Anyone who is an American citizen, at least 18 years of age, and is registered to vote may vote. Each state has the right to determine registration procedures. A number of civic groups, such as the League of Women Voters, are actively trying to get more people involved in the electoral process and have drives to register as many people as possible. Voter registration and voting among minorities has dramatically increased during the last twenty years, especially as a result of the Civil Rights Movement.

There is some concern, however, about the number of citizens who could vote in national elections but do not. In the national election of 1984, for instance, only 53.3 per cent of all those who had the right to vote actually did. But then, Americans who want to vote must register, that is put down their names in register before the actual elections take place. There are 50 different registration laws in the US - one set for each state. In the South, voters often have to register not only locally but also at the county seat. In European countries, on the other hand, "permanent registration" of voters is most common. Of those voters in the United States who did register in the 1984 presidential elections, 73 per cent cast their ballots.

Another important factor is that there are many more elections in the US at the state and local levels than there are in most countries. If the number of those who vote in these elections (deciding, for example, if they should pay more taxes so a new main street bridge can be built) were included, the Percentage in fact would not be that much different from other countries.

Certainly, Americans are much more interested in local politics than in those at the federal level. Many of the most important decisions, such as those concerning education, housing, taxes, and so on, are made close to home, in the state or county.

Article II of the Constitution provides for a president and vice president chosen by a majority of voters in the Electoral College, for a fixed term of four years.
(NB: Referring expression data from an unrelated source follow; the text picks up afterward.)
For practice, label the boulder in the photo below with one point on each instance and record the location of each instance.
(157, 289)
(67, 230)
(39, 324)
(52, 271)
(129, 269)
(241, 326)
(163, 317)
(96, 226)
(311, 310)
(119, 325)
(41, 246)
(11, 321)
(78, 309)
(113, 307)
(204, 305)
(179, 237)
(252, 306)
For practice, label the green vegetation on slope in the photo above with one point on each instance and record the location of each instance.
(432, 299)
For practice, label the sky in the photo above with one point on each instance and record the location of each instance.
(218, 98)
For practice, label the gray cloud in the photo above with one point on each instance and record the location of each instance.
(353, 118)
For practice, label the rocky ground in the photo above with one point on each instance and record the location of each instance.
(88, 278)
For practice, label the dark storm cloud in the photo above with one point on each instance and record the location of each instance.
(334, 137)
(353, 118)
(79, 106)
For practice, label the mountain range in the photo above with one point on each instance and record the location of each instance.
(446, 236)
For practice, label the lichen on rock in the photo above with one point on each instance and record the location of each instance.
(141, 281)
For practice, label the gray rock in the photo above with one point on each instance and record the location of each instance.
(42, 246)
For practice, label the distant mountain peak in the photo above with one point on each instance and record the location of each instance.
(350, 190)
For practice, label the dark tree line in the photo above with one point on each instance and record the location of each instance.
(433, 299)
The 22nd Amendment (1951) limits presidents to two terms in office. By state law, electors are chosen by a plurality of the popular vote in each state and in the District of Columbia. In almost all cases the winner of the popular vote is elected president. In the 1984 presidential election, less than 55 percent of eligible voters cast their ballots; after a decline to approximately 50 percent in 1988, turnout increased to approximately 54 percent in 1992.

The national presidential elections really consist of two separate campaigns: one is for the nomination of candidates at national party conventions. The other is to win the actual election. The nominating race is competition between members of the same party. They run in a succession of state primaries and caucuses (which take place between March and June). They hope to gain a majority of delegate votes for their national party conventions (in July or August). The party convention then votes to select the party's official candidate for the presidency. Then follow several months of presidential campaigns by the candidates.
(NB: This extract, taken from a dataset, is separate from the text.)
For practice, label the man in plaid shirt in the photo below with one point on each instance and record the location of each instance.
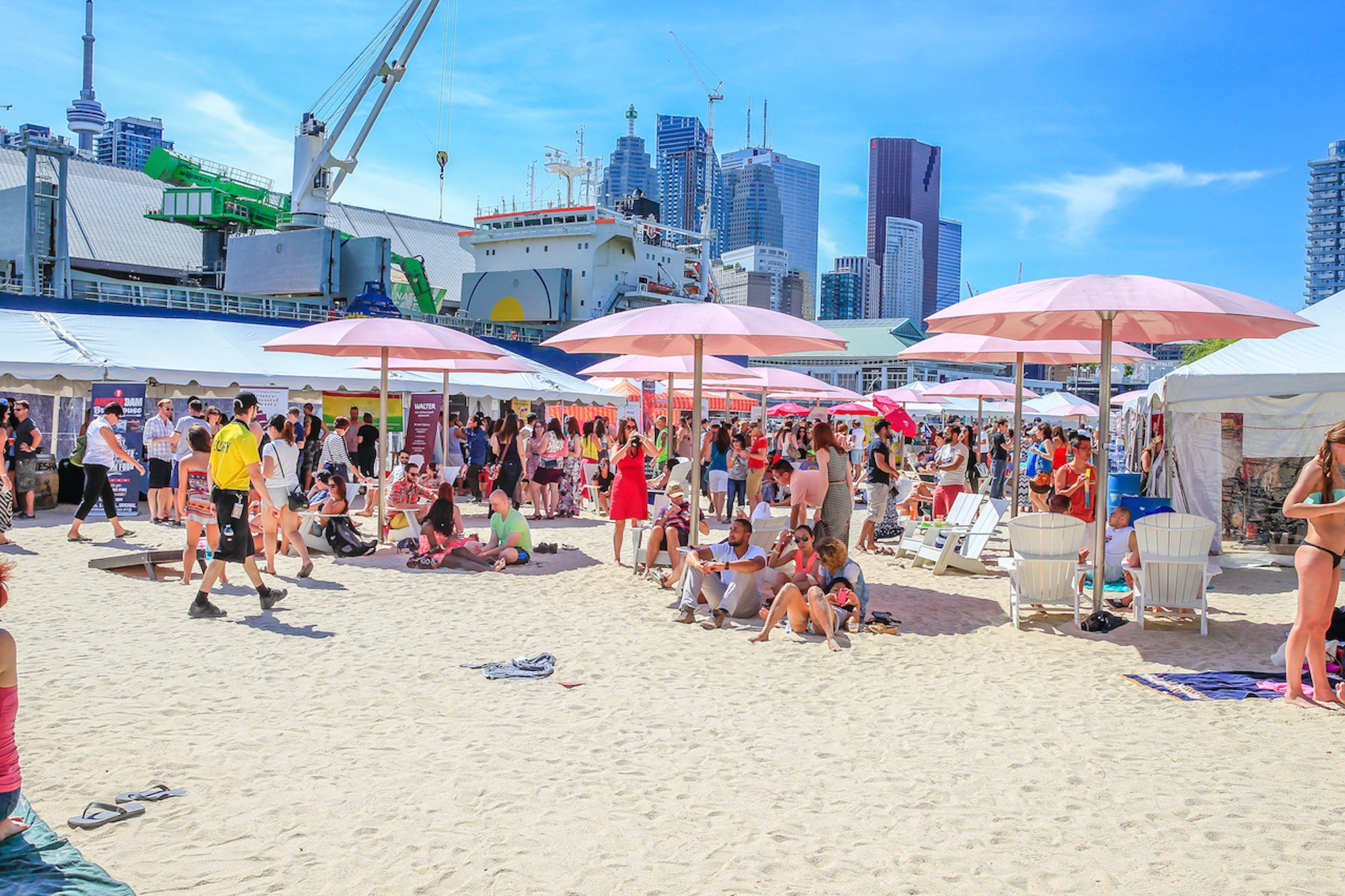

In November of the election year (years divisible by four, e.g. 1988, 1992, 1996, etc.), the voters across the nation go to the polls. If the majority of the popular votes in a state go to the Presidential (and vice-presidential) candidate of one party, then that person is supposed to get all of that state's "electoral votes." These electoral votes are equal to the number of Senators and Representatives each state has in Congress. The candidate with the largest number of these electoral votes wins the election. Each state's electoral votes are formally reported by the "Electoral College." In January of the following year,, in a joint session of Congress, the new President and Vice-President are officially announced.